Track 29 Soon It Gets Better – Audrey

AUDREY

A Couple Weeks Later

No, no, no…

Please not today…

It took me two years to process the fact that I’d never hear my mother’s laughter again. Three years to fully accept that my father’s Saturday pancakes would never grace the family table.

I avoided the months of May and June like the plague, never wanting to feel the agony or the painful twist in my gut at the sight of Happy Mother’s Day and Happy Father’s Day sales.

I worked double overtime at whatever job I had, volunteering myself as tribute for regular pay if I had to. For so long, I simply woke up, worked, and slept. It was existing, not living.

This morning, I woke up drowning under a wave of grief and felt the sudden need to get away.

The metal seat was cold beneath my palms; the air smelled like rain and subway dust.
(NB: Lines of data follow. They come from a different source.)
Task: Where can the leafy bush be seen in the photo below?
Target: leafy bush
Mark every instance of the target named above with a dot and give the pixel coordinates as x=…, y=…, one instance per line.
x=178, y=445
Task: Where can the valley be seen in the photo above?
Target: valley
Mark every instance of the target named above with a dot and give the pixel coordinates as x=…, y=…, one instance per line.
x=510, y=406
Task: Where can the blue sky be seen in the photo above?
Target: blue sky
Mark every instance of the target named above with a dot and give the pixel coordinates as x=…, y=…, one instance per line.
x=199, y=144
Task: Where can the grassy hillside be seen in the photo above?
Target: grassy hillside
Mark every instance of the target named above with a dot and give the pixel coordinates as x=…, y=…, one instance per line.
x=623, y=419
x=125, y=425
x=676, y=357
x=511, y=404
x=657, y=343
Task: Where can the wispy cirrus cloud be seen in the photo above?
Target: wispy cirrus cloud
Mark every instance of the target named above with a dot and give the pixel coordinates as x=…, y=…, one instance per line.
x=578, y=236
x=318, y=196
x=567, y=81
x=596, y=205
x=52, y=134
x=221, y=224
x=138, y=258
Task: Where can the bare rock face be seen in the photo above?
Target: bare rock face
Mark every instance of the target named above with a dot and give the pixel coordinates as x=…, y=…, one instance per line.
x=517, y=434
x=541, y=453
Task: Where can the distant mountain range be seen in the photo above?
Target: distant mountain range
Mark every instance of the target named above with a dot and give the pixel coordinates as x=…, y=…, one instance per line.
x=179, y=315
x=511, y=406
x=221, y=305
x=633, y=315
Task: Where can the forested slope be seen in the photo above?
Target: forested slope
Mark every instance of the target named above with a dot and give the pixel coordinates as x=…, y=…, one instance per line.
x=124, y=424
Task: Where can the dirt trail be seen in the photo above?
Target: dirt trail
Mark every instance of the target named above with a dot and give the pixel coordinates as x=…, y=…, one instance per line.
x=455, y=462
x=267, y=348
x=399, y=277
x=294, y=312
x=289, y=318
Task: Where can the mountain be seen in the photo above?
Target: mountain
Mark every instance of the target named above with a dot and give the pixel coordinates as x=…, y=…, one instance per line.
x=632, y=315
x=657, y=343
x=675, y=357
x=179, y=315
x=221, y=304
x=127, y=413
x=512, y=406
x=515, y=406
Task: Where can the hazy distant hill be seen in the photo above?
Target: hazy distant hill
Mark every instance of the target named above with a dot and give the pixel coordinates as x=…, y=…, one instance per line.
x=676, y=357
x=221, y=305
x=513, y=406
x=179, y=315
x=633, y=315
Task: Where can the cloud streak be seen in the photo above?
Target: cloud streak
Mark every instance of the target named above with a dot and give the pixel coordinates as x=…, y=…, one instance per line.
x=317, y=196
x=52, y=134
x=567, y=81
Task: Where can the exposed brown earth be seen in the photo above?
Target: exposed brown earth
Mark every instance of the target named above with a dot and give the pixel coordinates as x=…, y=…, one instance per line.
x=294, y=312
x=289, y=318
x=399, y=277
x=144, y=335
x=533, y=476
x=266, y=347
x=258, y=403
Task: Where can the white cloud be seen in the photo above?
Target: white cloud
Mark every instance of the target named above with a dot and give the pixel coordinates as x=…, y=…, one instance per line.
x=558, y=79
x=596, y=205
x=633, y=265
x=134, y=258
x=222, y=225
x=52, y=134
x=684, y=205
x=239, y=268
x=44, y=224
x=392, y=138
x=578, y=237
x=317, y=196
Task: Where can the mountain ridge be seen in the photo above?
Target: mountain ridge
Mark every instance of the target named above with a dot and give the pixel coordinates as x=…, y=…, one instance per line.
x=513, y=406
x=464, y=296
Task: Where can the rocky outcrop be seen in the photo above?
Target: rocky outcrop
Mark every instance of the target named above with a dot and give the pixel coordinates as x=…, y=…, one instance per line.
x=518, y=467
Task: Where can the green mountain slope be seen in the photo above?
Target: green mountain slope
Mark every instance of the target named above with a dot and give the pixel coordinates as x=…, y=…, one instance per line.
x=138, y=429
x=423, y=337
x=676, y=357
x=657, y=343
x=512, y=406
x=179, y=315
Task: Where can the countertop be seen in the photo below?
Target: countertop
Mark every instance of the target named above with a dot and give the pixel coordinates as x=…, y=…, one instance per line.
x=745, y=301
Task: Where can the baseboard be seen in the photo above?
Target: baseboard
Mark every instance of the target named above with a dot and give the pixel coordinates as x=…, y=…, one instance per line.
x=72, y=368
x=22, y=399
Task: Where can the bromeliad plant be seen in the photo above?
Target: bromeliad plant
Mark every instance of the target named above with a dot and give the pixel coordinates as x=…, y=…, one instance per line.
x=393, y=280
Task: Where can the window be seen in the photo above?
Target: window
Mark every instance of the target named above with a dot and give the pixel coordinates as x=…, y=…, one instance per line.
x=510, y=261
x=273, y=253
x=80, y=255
My chest felt too small for the kind of hurt still living there.

I rode the subway outside of town on Sunday, needing to cry somewhere alone. No matter how many years passed, the memory of losing my parents still hit me like it was yesterday.

The memories were still as vivid, and time hadn’t done me the courtesy of making it hurt any less.

My phone buzzed with a call.

Taylor.

I didn’t answer.

I sat and watched the sun fall down the sky as my phone kept vibrating against my lap.

Somewhere between one blink and the next, the seat beside me wasn’t empty anymore.

Taylor was suddenly there—silent, steady—and before I could stop myself, I was in his arms, crying against his chest like I had years ago.

He held me tighter, one hand tracing slow circles down my back.

“You don’t have to do this alone anymore,” he murmured, and I nodded.

For the first time in years, the night’s silence didn’t feel empty—it felt like healing.